What I'm thinking (tentatively) of doing with this Siena obsession is constructing a sort of altarpiece. Sienese pre-Renaissance art is well-known for multiple narrative perspectives. They will have a set of small pictures showing vignettes from a saint's life - or even cartoon-like action sequences, showing different stages in a single dramatic event. These little pictures will surround the large group image (Madonna & Child often involved); then there will be another whole set of images on the reverse side of the altar.

So the idea is to present a mosaic of lots of different small insights or perspectives, leading toward a larger, enfolding set of themes or design. What that design is I am not at liberty to expatiate on at this time.
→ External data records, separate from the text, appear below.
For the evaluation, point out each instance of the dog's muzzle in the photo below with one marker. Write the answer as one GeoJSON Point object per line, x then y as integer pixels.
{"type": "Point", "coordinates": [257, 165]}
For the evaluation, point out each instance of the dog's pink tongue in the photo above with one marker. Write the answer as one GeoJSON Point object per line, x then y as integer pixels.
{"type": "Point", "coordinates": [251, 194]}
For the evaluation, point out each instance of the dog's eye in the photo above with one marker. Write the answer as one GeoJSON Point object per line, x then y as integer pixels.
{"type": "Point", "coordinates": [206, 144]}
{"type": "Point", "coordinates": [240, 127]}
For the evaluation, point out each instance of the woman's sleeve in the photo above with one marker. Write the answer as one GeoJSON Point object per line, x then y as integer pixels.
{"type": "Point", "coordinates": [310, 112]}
The difficulty here is that this kind of long poem seems to lack narrative drive. Or it takes a heck of a long time to get the momentum going in that direction. This is an example of a problem with current poetry generally. It's like an art form which has had its top layer taken off (& shunted over to fiction). What poetry is left with is primarily anecdotes. Diaristic, essayistic responses to actual events in the real world. The similarity between much contemporary poetry and private journal-keeping - or journalism per se - is perhaps something poets tend to avoid thinking about. What myth-making and fiction used to do, was establish an imaginary surround - within which the elaborate thematic and allusive powers of the poet could flourish & play. I don't want to suggest that contemporary poets lack the wit and imagination to re-work the real world in very playful and effective ways... in fact, the opposite may be the case. Necessity is the mammy of invention : in the desert of the (un-fictional) real, poets have to play even harder.

What "Siena" might do for me (I fervently hope) is offer sort of a parallel, indirect version of that "imaginary surround" which a straightforward narrative plot provides for fiction.